In his new book, “Technofeudalism”, From a historical materialist perspective, the question is whether the economic, political and social organization on which the capitalist economy is based is still alive. The technological change that involves big data, artificial intelligence, the life of algorithms and who manages the data clouds (cloud capitalism) and the accumulation and distribution of wealth that it entails are modifying the classic structure of capital owners who require labor to produce and appropriate the differential produced by it.

In other words, Varoufakis suggests that great economic wealth and power are moving away from traditional forms of income based on surplus value (although these are still in force) and land rent. He even suggests that financial valorisation is mutating into a new way of generating, recycling and concentrating the world’s capital. For the author, this change is so great that we are no longer facing a variation within capitalism, but rather we find ourselves in another system of production and accumulation.

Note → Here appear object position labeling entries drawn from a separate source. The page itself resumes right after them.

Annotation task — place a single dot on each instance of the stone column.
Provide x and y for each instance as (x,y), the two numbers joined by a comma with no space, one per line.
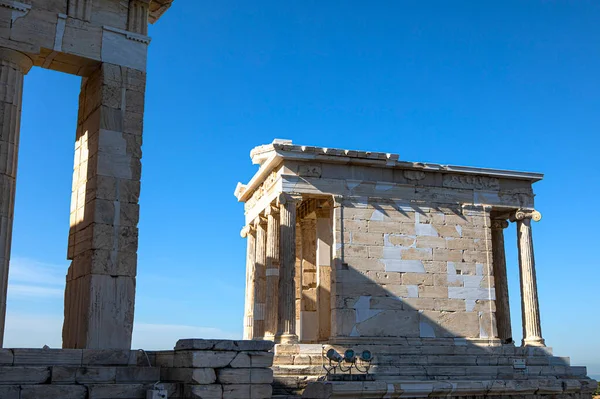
(501,281)
(530,308)
(13,67)
(103,237)
(324,242)
(249,233)
(286,329)
(272,272)
(260,283)
(308,332)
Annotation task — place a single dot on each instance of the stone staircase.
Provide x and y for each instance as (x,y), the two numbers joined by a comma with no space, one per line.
(76,373)
(298,366)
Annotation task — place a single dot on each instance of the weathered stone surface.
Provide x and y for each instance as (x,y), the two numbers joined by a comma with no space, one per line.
(204,391)
(245,376)
(83,375)
(106,357)
(117,391)
(243,391)
(252,359)
(47,357)
(24,375)
(199,359)
(223,345)
(53,391)
(6,357)
(10,392)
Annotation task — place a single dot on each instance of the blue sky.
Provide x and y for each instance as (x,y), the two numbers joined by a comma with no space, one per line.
(507,85)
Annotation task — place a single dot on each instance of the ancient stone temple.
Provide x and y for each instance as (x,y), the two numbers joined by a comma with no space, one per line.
(361,250)
(106,43)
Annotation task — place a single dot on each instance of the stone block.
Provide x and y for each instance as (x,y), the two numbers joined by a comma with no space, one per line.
(47,357)
(253,359)
(36,27)
(137,375)
(106,357)
(214,391)
(82,375)
(431,242)
(450,324)
(6,357)
(111,13)
(54,391)
(433,292)
(24,375)
(447,255)
(118,49)
(243,391)
(117,391)
(245,376)
(82,39)
(223,345)
(10,392)
(213,359)
(163,359)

This risks a return to the feudal idea, where a few are owners of privileges by law (they are now owners of intellectual property rights, patents, or APIs) and the others pay rent for using their goods or services (now in the form of free delivery of data and time that the algorithms need). Thus the new feudal lords in the world of algorithms are the large platforms, owners of the clouds that store data. The previously called GAFA (Google, Amazon, Facebook and Apple) to which we must add X – formerly Twitter -, Microsoft and the Chinese magnate WeChat along with TikTok.

Two central elements stand out: a) the privatization of the Internet carried out by the big American and Chinese technology companies, and b) the way in which Western governments and Central Banks responded to the 2008 crisis (fearful of the crisis, the Central Banks issued a lot of currency that did not end up in productive products or investments, but – together with the subsequent pandemic – to increase the enormous profits of the technology companies that only require 1% of the income for the proletarians of the cloud to operate, compared to 80% for industrial companies. Here we find a dangerous fusion: cloud capital with financial capital, not only at the level of Wall Street, but in each of our cell phones.

Returning to one of our initial questions, do these national state companies need to establish order or guarantee a balance between capital and labour to ensure a certain number of consumers? A priori the answer is no. Nor do they need an educated population, if the less we know, the easier it is to trust an AI agent or an algorithm. Why redistribute, if wealth is not concentrated from the sale of mass or exclusive products?

At the same time, the economic concentration that we are experiencing in the world is of such magnitude that technology companies can give loans and investments to the same States and subnational governments, guaranteeing access to the natural resources necessary for the new techno-feudal paradigm.

This seems to be Milei’s bet, who has already visited the great “popes” of technology (Musk, Zukerberg, Galperín) and the far-right forces in the world. What is his agenda? The current national misgovernment that generates indigence, poverty, unemployment, deindustrialization and national fragmentation is far from benefiting any national economic actor; not even such a bastardized financial industry finds peace in this hell. Therefore, Milei’s affirmation of the destruction and weakening of the State seems to be fortuitously aligned with a global transition. Here it is worth asking whether Peronism will succeed in showing – once again – that there is another way.